In the 375F to 400F range the initial drops in overall hardness will be seen. I rarely need to investigate a persons methods much more when I hear them say that they temper at 375F or less on a steel with .6% or more carbon, it is obvious that they didn’t fully harden it to begin with.
Kevin
This mean using a simple steel 1070/1080/1084/1095 The first temper needs to be at least 400F then adjust the subsequent tempers lower if a different Rc is desired ? Since the conversion time is much slower at these temps what do you recommend for tempering times??
Thank You
 
Tommegow
The other way around. Temper at 375F first if you are not sure, and then again at higher temps to attain the target Rc.

Kevin
Yesterday (about 90 minutes before your post) I saw the same confusion and misinformation about tempering that you did. My post was here:
http://www.bladeforums.com/forums/showthread.php?t=490613
What is interesting is that we both addressed it in the same progression and with the same basic information and conclusions.
As always your info was more detailed and technical. Your use of graphics was excellent. A picture is worth a thousand words, especially when the reader isn't sure what the words mean. I ,for one, really appreciate your posts and edification efforts.
Thanks - Stacy
 
Tommegow, the highest temperature in tempering determines the final hardness. For those simple steels one temper should be enough.For the more complex steels two or even three would be better. For blades 2 hours each temper.
 
Kevin,

...I find it somewhat strange that we have no problems with letting fresh martensite sit at zub-zero for hours but hear that we can not let it sit at RT for 5 minutes without worying about it cracking.

I understand that if you have something like an oil hardened die with a complex shape and adjacent thick and thin sections that spontanious cracking could be an issue. However, given the simple shape of a blade using air hardening steel, do you think spontanious cracking is really an issue?

Thanks,

Jim

I tend to agree, in that we work with incredibly simple cross sections compared to the rest of industry, and often get a little too paranoid about the issue. However I also too often see folks who simply do not take tempering seriously enough, probably due to the insufficient intial hardness most smiths obtain in their blades. Running code red to the oven like the white rabbit who is late while the blade is still smoking from the oil is not practical, but waiting overnight and getting too relaxed will flirt with disaster. It is just common sense and being reasonable, quench to Mf and then get it tempered, don't blow it off, but there is no reason to panick either.

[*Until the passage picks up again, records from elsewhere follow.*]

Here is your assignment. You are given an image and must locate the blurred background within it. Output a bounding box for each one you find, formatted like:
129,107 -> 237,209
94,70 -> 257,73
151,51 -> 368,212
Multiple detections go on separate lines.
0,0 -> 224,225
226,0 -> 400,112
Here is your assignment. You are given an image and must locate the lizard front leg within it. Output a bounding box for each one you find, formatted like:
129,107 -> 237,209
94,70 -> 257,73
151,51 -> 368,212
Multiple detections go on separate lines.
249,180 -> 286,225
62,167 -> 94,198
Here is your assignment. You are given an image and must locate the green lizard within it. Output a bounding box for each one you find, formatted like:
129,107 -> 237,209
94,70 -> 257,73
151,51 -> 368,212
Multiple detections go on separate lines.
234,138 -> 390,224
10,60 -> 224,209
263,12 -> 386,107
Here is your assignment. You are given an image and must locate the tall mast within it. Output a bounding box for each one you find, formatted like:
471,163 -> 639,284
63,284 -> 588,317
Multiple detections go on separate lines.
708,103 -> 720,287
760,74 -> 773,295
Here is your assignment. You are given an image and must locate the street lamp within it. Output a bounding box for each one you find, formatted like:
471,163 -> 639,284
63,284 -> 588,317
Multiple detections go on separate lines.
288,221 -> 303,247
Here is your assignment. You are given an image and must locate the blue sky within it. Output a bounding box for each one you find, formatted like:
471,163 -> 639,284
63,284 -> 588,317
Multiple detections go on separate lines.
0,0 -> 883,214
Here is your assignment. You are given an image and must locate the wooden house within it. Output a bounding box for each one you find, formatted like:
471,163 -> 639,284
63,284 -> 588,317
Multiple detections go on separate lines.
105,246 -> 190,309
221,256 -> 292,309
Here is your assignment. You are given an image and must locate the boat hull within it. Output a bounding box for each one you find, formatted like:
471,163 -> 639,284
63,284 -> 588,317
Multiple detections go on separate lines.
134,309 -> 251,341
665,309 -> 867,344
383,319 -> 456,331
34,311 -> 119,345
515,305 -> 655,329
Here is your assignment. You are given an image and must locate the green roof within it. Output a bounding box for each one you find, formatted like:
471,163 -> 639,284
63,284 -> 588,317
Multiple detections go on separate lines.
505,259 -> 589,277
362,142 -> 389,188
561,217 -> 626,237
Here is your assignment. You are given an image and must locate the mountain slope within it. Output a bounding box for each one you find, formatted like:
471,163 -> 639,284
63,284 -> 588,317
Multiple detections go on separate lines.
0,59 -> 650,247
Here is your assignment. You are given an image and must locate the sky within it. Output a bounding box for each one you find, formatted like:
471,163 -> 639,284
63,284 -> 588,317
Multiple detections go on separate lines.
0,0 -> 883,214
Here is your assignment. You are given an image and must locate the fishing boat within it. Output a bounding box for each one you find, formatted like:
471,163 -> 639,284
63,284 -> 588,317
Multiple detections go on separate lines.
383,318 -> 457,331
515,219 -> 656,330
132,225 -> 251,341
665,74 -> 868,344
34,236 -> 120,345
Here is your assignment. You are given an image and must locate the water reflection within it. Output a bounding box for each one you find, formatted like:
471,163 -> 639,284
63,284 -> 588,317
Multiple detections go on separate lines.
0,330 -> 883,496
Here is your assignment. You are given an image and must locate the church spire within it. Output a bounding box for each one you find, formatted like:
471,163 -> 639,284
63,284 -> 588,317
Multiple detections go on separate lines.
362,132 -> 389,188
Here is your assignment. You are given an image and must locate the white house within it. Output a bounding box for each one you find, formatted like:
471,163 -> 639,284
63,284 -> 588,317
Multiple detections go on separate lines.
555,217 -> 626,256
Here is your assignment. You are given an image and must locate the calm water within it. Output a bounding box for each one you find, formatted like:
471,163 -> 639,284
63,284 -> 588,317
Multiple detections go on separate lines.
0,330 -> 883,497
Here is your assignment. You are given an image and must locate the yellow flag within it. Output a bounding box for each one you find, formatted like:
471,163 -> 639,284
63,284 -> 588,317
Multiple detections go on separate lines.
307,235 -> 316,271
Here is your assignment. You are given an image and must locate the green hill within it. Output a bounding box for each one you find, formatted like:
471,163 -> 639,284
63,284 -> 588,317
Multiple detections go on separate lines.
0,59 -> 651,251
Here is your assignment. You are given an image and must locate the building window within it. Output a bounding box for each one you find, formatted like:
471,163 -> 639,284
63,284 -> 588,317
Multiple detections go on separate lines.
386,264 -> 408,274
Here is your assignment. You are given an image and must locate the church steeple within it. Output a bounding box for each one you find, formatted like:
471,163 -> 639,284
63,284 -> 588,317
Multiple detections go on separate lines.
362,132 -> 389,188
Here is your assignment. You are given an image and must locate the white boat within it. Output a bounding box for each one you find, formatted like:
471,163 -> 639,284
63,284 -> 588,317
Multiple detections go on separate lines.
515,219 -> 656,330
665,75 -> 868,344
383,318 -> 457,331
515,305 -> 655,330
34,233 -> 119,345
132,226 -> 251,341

It is kind of amazing how folks will almost have a stroke obsessing over micro-issues that could develop in the seconds after the quench, yet have no problem with heating unknown scrap steel with a torch to who knows what temperature before plopping it into a bucket of lard and old 10W40:rolleyes: How do we determine what to fret over:confused:?
 
Lot of info here, and that's good.
maybe I can get some help on zeroing in on my steel of choice, for now,5160.
Kevin states "In the 375F to 400F range the initial drops in overall hardness will be seen. I rarely need to investigate a persons methods much more when I hear them say that they temper at 375F or less on a steel with .6% or more carbon, it is obvious that they didn’t fully harden it to begin with. "
Well, that puts 5160 right at the bottom of that scenario.
Can I assume that lower than 400 degree tempering is acceptable when using 5160 because the degree of hardness "as quenched" is lower due to the lower amount of carbon?
I've tempered 5160 in the 400-425 range and ended up with a glorified spring that wold not sharpen and tested on a hardness tester up on the spine and only found 48 HRC!
At the same time, I often see 350-375 for tempering temps suggested for 5160.
Is this because of the lower C.?
Or is 400 recommended for ALL non-stainless steels and I have other issues?